She is only 17 but her art transcends colour, gender stereotypes, and global boundaries, embracing femininity in its natural hues and colours. Priyanka Paul, a Mumbai based artist, perspective on modern day Goddesses is encouraging for a country like ours where like she claims, sex is rarely openly discussed in middle-class families, given little or no importance at school and girls are brought up with values that are rooted in patriarchy.

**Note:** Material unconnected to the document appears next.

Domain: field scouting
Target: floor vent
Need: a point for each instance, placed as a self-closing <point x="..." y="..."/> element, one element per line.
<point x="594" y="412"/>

Paul’s Goddess series is based on Harnidh Kaur’s poem Pantheon that describes the modern day Goddesses from different cultures, who are taking back their sexual freedom and power. For instance her sketch of the Japanese Sun Goddess Amaterasu shows her in a kimono with some of her breasts clearly visible. Priyanka says she wants to tear down the walls built around women’s clothing choices. Boobs according to her are universally offensive even when a mother is shown breastfeeding her child. Her question being “Why are blobs of fat over-sexualized and considered perverse?
The artist sketches down her ideas on to her journal, takes a photo of it and then digitally traces it. Paul believes that beautiful poetry is lost on social media but when it is combined with strong visual art, it has the power to bring change and also reach a wider audience. The change that she wants to see through her art is gender equality. The fact that a woman is not nothing if she is not a daughter, a mother or a wife.
Paul is a self-proclaimed feminist and discusses female infanticide, objectification, rape and crimes that always circle back to a girl child needing protection, shelter and safety all because the men in the society don’t want to stop doing the cruel things that they have been for centuries.